Il faut remonter au tout début des années 90 pour retrouver un climat aussi tendu entre Washington et Tel-Aviv. À l'époque, George H. Bush avait bloqué la garantie d'un prêt de 10 milliards de dollars destiné à financer la construction d'infrastructures en Cisjordanie et à Gaza tant que l'État hébreu n'aurait pas renoncé à l'aménagement de colonies dans ces deux zones. En signe de représailles, il n'avait obtenu que 12 pour cent des voix juives à la présidentielle de 1992 (35 pour cent en 1988). Cette fois, à en croire un de ses conseillers, Barack Obama est « furieux » pour la rebuffade essuyée par Joe Biden la semaine dernière quand, à son appel à une relance des pourparlers de paix, il avait été répondu par l'annonce d'un projet de 1 600 nouveaux blocs de maisons dans la partie orientale de Jérusalem.

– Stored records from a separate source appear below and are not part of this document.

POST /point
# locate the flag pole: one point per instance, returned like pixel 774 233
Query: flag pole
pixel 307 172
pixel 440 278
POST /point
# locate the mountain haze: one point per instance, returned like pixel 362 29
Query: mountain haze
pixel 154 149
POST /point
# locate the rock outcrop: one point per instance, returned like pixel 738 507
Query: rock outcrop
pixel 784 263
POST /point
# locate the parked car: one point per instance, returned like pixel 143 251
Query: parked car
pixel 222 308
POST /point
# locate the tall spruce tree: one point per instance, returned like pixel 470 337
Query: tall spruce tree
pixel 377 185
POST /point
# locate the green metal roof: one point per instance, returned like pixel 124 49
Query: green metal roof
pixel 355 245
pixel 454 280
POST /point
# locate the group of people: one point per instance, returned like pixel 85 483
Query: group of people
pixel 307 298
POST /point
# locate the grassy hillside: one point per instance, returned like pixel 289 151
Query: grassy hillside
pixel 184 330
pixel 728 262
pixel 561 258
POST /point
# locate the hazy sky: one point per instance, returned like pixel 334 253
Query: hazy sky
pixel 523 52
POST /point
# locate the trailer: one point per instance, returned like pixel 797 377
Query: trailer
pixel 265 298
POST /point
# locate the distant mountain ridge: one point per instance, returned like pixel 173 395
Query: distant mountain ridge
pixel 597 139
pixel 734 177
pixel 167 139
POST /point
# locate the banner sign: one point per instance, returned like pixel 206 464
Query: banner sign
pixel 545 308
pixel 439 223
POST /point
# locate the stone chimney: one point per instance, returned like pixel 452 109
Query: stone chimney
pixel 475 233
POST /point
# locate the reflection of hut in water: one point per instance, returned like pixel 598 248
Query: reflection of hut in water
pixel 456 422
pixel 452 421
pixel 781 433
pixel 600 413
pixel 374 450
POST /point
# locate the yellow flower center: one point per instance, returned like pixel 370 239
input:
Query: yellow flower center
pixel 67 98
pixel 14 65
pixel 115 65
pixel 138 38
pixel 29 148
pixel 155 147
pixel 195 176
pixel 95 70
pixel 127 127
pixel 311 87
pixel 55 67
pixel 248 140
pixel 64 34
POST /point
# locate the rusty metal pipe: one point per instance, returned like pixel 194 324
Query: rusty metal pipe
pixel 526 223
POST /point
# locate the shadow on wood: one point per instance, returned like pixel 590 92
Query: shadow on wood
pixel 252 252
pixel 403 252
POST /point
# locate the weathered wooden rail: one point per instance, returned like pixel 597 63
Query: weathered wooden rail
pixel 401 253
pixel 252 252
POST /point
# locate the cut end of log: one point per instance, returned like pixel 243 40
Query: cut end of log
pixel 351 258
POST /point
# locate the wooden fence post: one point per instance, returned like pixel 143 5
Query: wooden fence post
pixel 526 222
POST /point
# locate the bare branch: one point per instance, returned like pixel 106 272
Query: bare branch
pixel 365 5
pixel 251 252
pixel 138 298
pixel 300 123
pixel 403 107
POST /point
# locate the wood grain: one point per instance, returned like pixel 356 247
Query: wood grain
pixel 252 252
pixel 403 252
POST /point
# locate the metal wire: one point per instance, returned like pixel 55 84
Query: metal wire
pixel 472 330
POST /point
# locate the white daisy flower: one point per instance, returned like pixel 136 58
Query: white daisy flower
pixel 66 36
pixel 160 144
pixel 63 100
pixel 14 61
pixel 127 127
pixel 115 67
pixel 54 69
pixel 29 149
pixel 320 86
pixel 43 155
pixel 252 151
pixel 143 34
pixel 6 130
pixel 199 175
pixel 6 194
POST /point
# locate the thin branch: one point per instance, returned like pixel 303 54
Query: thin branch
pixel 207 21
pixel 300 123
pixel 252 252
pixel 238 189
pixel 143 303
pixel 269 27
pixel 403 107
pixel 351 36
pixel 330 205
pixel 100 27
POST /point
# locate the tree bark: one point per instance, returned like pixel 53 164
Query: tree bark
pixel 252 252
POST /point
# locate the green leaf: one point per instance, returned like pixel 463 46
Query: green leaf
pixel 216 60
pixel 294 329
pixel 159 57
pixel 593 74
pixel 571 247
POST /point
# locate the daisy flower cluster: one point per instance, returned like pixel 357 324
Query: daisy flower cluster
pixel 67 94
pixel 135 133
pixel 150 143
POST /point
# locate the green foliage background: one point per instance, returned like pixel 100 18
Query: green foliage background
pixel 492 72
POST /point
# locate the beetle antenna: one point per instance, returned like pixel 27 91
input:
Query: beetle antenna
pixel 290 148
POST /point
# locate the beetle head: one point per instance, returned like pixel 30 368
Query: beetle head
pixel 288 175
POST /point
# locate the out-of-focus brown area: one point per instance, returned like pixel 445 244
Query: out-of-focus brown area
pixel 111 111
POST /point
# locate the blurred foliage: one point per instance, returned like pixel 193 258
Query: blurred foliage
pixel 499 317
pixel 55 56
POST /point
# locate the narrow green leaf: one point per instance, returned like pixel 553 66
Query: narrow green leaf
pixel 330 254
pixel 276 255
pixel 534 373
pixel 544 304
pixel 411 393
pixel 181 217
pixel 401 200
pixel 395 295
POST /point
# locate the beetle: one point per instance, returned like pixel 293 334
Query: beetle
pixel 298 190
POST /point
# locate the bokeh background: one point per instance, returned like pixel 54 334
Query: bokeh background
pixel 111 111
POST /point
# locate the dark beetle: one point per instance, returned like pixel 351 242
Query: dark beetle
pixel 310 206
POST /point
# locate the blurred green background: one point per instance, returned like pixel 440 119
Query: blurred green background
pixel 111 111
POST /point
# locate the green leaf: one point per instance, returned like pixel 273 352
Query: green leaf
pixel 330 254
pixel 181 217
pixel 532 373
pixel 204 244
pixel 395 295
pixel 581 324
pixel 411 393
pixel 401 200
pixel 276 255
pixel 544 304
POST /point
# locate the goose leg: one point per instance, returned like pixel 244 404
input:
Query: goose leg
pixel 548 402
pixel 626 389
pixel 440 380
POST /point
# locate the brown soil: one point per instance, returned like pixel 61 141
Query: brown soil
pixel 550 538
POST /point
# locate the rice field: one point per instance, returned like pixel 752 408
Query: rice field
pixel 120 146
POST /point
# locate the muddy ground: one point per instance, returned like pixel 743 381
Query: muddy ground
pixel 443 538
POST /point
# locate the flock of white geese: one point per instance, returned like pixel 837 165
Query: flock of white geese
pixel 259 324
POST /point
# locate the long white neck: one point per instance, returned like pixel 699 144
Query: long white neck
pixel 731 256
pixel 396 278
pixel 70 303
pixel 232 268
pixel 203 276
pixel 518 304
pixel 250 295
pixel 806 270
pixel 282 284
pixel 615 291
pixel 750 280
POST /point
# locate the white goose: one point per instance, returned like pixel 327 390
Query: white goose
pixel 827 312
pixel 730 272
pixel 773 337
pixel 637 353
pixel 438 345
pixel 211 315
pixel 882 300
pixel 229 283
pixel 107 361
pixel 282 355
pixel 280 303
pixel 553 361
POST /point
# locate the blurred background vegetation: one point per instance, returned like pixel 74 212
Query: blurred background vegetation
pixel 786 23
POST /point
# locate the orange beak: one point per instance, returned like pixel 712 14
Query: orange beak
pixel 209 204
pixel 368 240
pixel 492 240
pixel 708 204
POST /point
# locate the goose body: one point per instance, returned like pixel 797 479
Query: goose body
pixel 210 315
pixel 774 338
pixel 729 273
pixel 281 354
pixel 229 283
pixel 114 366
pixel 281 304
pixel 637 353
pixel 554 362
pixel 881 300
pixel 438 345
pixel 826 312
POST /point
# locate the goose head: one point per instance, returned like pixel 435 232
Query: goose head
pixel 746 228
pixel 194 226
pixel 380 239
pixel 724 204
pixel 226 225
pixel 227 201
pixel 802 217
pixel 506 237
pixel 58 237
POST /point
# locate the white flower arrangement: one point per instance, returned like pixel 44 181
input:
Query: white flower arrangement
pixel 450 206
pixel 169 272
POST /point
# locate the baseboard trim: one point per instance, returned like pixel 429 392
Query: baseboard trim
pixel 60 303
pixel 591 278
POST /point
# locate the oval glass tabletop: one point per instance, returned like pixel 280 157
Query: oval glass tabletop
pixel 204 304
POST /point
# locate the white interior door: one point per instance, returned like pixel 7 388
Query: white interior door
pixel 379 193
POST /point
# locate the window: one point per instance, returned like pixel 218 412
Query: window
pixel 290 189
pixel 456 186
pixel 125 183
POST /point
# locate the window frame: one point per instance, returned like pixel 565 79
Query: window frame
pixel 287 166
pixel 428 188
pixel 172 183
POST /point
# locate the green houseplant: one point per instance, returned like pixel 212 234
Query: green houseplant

Après avoir haussé le ton, la Maison-Blanche a laissé filtrer les premiers signes d'une légère détente : mardi soir, le vice-président et Netanyahu ont procédé par téléphone à un rapide tour d'horizon de la situation et Hillary Clinton a carrément écarté l'hypothèse d'une crise « entre deux pays, deux peuples unis par des liens indéfectibles ». Des gestes qui répondaient, semble-t-il, à un appel lancé par Eric Cantor, chef de la minorité républicaine à la Chambre basse. Auprès de Rahm Emanuel, le représentant républicain de la Virginie estimait que l'administration démocrate cherchait à imposer son point de vue à son allié en saisissant le prétexte d'« un incident diplomatique mineur ». Dans l'autre camp aussi on s'efforçait de limiter les dégâts : l'ambassadeur israélien, Michael B. Oren, démentait avoir parlé de crise historique, se disant certain que le différend sera bientôt surmonté.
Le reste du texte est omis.